La Ley 1129, conocida como la “Ley sobre Correduría y Bienes Raíces de Nicaragua,” fue promulgada el 8 de septiembre de 2022, con el propósito de establecer una regulación exhaustiva para el mercado de bienes raíces y mobiliario en el país, dicha normativa vino a reemplazar y actualizar una ley previa que requería ajustes para adecuarse a la evolución del sector, informó este martes Nohemy Solano, Directora de Comercio Interior del Ministerio de Fomento, Industria y Comercio.

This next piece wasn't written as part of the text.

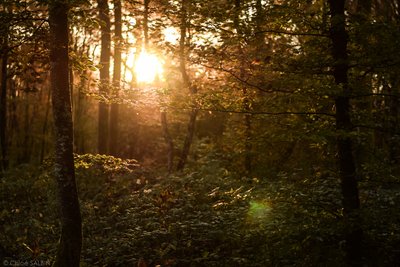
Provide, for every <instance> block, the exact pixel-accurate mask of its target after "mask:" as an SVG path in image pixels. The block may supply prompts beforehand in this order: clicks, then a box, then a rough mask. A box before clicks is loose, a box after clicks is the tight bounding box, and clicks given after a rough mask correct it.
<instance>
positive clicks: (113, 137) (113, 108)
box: [109, 0, 123, 156]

“Teníamos una ley del 2012 que no se había implementado y hay un gran cambio en la ley, se crea una unidad de correduría de bienes raíces que coordina el MIFIC y es la autoridad competente para llevar este ordenamiento. La ley lo que busca es que todos los corredores de Nicaragua consten con una licencia para operar como corredores de bienes raíces, que todos vayan en la misma línea para que el mercado sea transparente”, dijo Solano.
La necesidad de revisar y modificar la legislación previa fue reconocida por la Asamblea Nacional, que aprobó la nueva ley con el objetivo de mejorar la regulación de las actividades relacionadas con la correduría y los bienes raíces en Nicaragua.
La entrada en vigor de esta ley en diciembre de 2022 marcó un hito significativo en la industria, ya que proporcionó una estructura legal más sólida para los profesionales del sector y promovió un entorno de confianza y seguridad jurídica.
Solano aludió, que una de las características destacables de la Ley 1129 es la creación de un marco normativo que establece criterios uniformes para los corredores de bienes raíces. Además, impone obligaciones claras y requisitos específicos para su ejercicio profesional, lo que contribuye a elevar los estándares de calidad y ética en la industria.
La regulación abarca diversos aspectos de la actividad de corretaje, incluida la promoción y venta de bienes inmuebles, así como la intermediación en operaciones relacionadas.
Desde la entrada en vigencia de la ley el (MIFIC), ha desempeñado un papel fundamental al ofrecer cursos y capacitaciones dirigidos a los profesionales del sector. Estas iniciativas tienen como objetivo garantizar que los corredores de bienes raíces operen bajo un conjunto unificado de criterios y requisitos, lo que contribuye a mantener la coherencia y la calidad en sus servicios.
Hasta la fecha actual, 120 corredores han obtenido sus licencias de acuerdo con los nuevos requisitos establecidos por la Ley 1129. Además, se encuentra en proceso el trámite de licenciamiento para un número adicional de agentes que buscan cumplir con los criterios establecidos por la ley.